Homework 4

1 Data Visualized

Choose a dataset (could be the binomial dataset you used grid search for, could be your own data–up to you) and use brms to run a Bayesian GLM on your data. For (b) and (c), I suggest experimenting with the Tidy Bayes Package.

Dataset

Using data I collected from Bellingham Bay, WA in December of 2023. Each sample is a single phytoplankton tow that was analyzed under a microscope and the number of Halosphaera sp. cells were recorded. These cells are ~150-300 \(\mu\)m in size and they are called phycomates in this life stage. Below you can see phycomates collected and you can even make out the rosettes within the cell. These rosettes actually burst out of the phycomates as tons of tiny flagellated motile cells. Like the phycomate is a womb for the next generation. I imaged the photos below using confocal microscopy and a basic EVOS Digital Inverted XL Core AMEX1200 microscope. The sample you are looking at are cells collected on 2/10/24. The sampling site was at Taylor Dock in Bham, see second photo.

Image 1 Image 2

halo <- read.csv("halo.season2.csv")


#gunna clean it up because there is just too much data here. Keeping Cell counts, water temp, salinity, and date. ONLY DOING THIS TO CREATE TABLE

Counts <- halo$cell_count_A
WaterTemp <- halo$water_temp_c
Salinity <- halo$salinity_PSU
Date <- halo$date
Wind <- halo$windspeedanddirection.mph
Notes <- halo$picking_notes

#put it back together 
halodata <- data.frame(cbind(Date, Counts, WaterTemp, Salinity, Wind, Notes))

head(halodata) |>
  gt() |>
  opt_stylize(style=5, color="cyan") |>
  tab_caption(md("**Table 1:** Cell count data for Halosphaera sp. collected at Taylor Dock in Bellingham Bay, WA. Only header shown, 121 total samples in the dataset.")) |>
  tab_options(
    table.font.size = 12)
Table 1: Cell count data for Halosphaera sp. collected at Taylor Dock in Bellingham Bay, WA. Only header shown, 121 total samples in the dataset.
Date Counts WaterTemp Salinity Wind Notes
12/1/2023 0 NA NA S6 lots of critters! No halo, took a few images on the inverted scope
12/2/2023 0 8.4969 27.21819 S5 lots of critters! No halo
12/3/2023 0 8.70334 30.53366 S20 critters, no halo
12/4/2023 0 7.95347 28.13971 N7 critters, diatoms, coscinodiscus, and, peridinium (see video).

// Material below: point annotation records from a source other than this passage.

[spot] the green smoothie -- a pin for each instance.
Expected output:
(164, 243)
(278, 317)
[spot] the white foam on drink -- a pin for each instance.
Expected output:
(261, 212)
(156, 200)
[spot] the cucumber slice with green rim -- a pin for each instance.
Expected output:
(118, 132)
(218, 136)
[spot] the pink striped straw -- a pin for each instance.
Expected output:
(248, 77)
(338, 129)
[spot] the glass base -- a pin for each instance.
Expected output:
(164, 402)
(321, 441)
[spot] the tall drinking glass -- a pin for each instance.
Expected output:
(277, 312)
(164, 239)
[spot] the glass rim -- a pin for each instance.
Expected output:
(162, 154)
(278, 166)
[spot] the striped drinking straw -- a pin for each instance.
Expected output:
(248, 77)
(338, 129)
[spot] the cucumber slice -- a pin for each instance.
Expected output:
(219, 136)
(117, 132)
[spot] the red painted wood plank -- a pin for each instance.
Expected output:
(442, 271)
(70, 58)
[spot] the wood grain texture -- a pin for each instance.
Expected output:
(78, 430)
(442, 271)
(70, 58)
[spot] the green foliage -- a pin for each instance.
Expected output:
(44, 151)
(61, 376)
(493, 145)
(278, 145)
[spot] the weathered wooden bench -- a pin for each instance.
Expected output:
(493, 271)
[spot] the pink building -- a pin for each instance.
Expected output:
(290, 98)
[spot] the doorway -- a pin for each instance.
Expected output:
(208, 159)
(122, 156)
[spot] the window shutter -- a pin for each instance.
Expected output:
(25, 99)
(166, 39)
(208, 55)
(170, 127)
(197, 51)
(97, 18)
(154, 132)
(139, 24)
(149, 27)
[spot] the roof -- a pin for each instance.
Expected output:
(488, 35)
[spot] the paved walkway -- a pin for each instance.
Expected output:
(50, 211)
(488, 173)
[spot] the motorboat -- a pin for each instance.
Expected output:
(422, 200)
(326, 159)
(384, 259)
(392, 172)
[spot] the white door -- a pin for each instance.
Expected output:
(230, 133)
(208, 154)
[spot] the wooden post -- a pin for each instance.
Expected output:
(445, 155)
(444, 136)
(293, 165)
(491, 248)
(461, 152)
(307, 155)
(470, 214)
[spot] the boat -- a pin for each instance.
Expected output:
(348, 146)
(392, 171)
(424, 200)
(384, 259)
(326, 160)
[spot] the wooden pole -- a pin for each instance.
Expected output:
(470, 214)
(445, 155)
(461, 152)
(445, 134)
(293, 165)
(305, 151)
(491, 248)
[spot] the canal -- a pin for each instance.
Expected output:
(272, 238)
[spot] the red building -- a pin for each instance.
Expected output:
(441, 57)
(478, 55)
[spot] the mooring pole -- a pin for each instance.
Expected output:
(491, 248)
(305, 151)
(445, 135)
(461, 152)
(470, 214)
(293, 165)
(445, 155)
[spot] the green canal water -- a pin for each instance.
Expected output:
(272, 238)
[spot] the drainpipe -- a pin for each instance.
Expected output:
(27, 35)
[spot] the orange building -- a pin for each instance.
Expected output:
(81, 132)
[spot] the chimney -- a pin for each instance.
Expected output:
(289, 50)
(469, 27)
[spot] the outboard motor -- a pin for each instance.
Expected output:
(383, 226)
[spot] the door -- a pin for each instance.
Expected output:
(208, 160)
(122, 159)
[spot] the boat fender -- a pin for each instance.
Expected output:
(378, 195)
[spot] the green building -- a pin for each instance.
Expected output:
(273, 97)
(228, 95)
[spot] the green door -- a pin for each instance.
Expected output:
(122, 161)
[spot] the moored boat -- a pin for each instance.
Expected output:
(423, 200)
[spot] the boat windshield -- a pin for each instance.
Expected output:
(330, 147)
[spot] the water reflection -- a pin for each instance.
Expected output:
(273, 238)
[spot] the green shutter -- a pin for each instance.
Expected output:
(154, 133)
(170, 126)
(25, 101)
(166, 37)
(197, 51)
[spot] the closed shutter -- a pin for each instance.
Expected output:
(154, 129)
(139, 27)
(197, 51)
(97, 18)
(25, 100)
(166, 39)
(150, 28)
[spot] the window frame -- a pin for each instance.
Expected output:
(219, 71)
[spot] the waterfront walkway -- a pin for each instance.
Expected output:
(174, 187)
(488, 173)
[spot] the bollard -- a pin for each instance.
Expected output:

No halo
12/5/2023 0 9.16134 31.07493 S3 critters, diatoms, copepods, No halo
12/6/2023 0 8.48911 17.34768 Calm Not a whole lot in the water, one interesting unknown "phytoplankton" erupted on video.
halo$Counts <- as.integer(trimws(halo$cell_count_A))
halo$WTemp  <- as.numeric(trimws(halo$water_temp_c))

#drop NAs
halo <- subset(halo, !is.na(Counts) & !is.na(WTemp))
Plot it
plot(halo$cell_count_A ~ halo$water_temp_c, col="purple", main="", xlab="Water Temperature (C)", ylab="Phycomate Counts")

Fit the Poisson

Poisson GLM uses a log link.

halo.model <- brm(Counts ~ WTemp, family = poisson, data = halo, silent = T, refresh=0)
Coefficient summaries (fixef)
fixef(halo.model)
##             Estimate  Est.Error      Q2.5       Q97.5
## Intercept  2.4243897 0.33238702  1.778362  3.06225411
## WTemp     -0.1354473 0.04131707 -0.214774 -0.05383266

Intercept = expected log cell count when WTemp = 0

Slope = change in log expected count per 1°C

exp(fixef(halo.model)["WTemp","Estimate"])
## [1] 0.8733252
Extract Posterior Draw
post <- as.data.frame(halo.model)

a <- post$b_Intercept
b <- post$b_WTemp
Probability of Direction

What’s P(slope > 0)?

mean(b > 0)
## [1] 0.00025

0.125% of posterior draws for the slope are positive.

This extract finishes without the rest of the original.